Frédéric Mitterrand n'est pas arrivé par hasard à la tête de la prestigieuse Villa Médicis. Il a occupé différents postes qui l'ont mené à être un candidat sérieux face à Georges-Marc Bénamou : Commissaire général de la saison tunisienne en France en 1996, de l'année du Maroc en 1999 et de la saison tchèque en 2002. Il a été également président de la commission fonds Sud au Centre national de la cinématographie (CNC) entre 1998 et 2000.
Mais c'est surtout grâce à sa proximité avec Carla Bruni, que Frédéric Mitterrand est parvenu à obtenir la direction de la Villa Médicis, déclarant dans Le Monde du 31 mars 2008 au sujet de Georges-Marc Bénamou : « Je ne comprends pas cette curiosité si française qui veut que l'on écarte un conseiller en le nommant à un poste magnifique ». Finalement la famille Bruni-Teschi a pensé à une personne plus encline à prendre ce poste : Frédéric Mitterrand. C'est ainsi que celui-ci a pris la tête de la Villa Médicis au printemps 2008. Il ne reste finalement qu'une année et n'a donc pas le temps de finir de mettre en oeuvre ses projets : il voulait mieux faire connaître cette institution au grand public par le biais de la télévision et avait négocié avec la chaîne Odyssée une série d'émissions sur le sujet.

Ministre de la Culture depuis juin 2009

Même s'il est le neveu de l'ancien président de la République, Frédéric Mitterrand n'est pas socialiste pour autant. Certes, il a soutenu sa candidature en 1981 et a adhéré au Mouvement des radicaux de gauche, pourtant, en 1995, il change de cap et vote Jacques Chirac, rejetant la politique de Lionel Jospin et son « droit d'inventaire » sur les années de pouvoir de François Mitterrand.

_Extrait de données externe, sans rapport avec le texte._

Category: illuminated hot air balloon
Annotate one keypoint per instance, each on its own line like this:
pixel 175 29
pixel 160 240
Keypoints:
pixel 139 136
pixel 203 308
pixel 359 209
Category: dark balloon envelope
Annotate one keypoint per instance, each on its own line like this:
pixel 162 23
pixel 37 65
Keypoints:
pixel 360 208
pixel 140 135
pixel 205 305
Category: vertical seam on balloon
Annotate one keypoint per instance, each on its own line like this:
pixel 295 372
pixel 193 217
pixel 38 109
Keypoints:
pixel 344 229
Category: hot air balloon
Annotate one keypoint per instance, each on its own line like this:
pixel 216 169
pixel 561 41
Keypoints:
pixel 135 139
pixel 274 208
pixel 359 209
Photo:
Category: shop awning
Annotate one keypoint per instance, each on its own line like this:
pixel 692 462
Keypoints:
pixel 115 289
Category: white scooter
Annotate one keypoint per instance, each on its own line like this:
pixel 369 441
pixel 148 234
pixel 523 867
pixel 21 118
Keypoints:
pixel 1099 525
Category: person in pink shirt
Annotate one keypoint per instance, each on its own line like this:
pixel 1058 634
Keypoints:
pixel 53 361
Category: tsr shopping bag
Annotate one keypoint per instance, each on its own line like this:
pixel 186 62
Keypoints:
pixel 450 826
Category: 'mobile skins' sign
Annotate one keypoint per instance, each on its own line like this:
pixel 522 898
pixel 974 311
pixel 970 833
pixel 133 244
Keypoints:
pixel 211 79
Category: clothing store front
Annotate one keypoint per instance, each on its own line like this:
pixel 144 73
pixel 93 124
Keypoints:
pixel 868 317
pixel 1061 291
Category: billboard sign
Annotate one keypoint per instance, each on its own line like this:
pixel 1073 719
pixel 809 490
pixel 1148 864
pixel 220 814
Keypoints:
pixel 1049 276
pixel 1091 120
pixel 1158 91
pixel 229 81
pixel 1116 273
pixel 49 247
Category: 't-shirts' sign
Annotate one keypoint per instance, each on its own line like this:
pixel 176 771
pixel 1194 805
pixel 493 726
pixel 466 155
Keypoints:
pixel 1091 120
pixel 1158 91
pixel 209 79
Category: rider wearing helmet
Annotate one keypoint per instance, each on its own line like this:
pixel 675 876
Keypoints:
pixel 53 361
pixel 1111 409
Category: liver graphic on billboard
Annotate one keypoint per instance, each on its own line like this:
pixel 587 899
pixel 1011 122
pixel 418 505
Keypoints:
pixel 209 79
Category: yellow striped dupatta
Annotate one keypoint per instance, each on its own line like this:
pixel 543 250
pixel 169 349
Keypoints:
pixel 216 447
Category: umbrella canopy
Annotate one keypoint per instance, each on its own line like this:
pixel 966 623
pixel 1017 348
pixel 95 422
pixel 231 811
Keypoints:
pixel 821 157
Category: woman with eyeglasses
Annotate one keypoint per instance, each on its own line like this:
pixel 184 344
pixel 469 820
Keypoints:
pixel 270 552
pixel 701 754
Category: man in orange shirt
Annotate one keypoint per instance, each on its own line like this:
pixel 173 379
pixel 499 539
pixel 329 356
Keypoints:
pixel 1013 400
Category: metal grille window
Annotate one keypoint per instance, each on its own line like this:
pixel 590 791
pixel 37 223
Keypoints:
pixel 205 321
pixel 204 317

Concernant la campagne de 2007, il s'abstient de tout soutien et reste en dehors de la politique.
Pourtant, le 24 juin 2009, Nicolas Sarkozy procède à un vaste remaniement ministériel et nomme Frédéric Mitterrand à la Culture pour remplacer Christine Albanel qui a échoué dans la mise en oeuvre de la loi Hadopi contre le piratage sur Internet. C'est à son tour de reprendre le dossier en partie vidé de sa substance par le Conseil constitutionnel. Après plusieurs péripéties, la loi est définitivement adoptée en septembre 2009.

Moins de deux semaines après l'adoption d'une loi qui avait coûté la place à son prédécesseur, Frédéric Mitterrand est confronté à la polémique suscitée par son livre, la mauvaise vie, sortie pourtant en 2005. C'est Marine Le Pen qui a ressorti les écrits de celui qui n'était pas encore ministre à l'époque. Depuis cette polémique, le ministre qui incarnait, par son patronyme, l'ouverture la plus spectaculaire, joue les seconds rôles. Alors que la loi Hadopi (à l'origine du départ de son prédécesseur) est sur le point d'entrer dans son application concrète, avec l'envoi par la poste des premiers avertissements contre les internautes qui téléchargent des fichiers illégalement, Frédéric Mitterrand est plus que jamais effacé.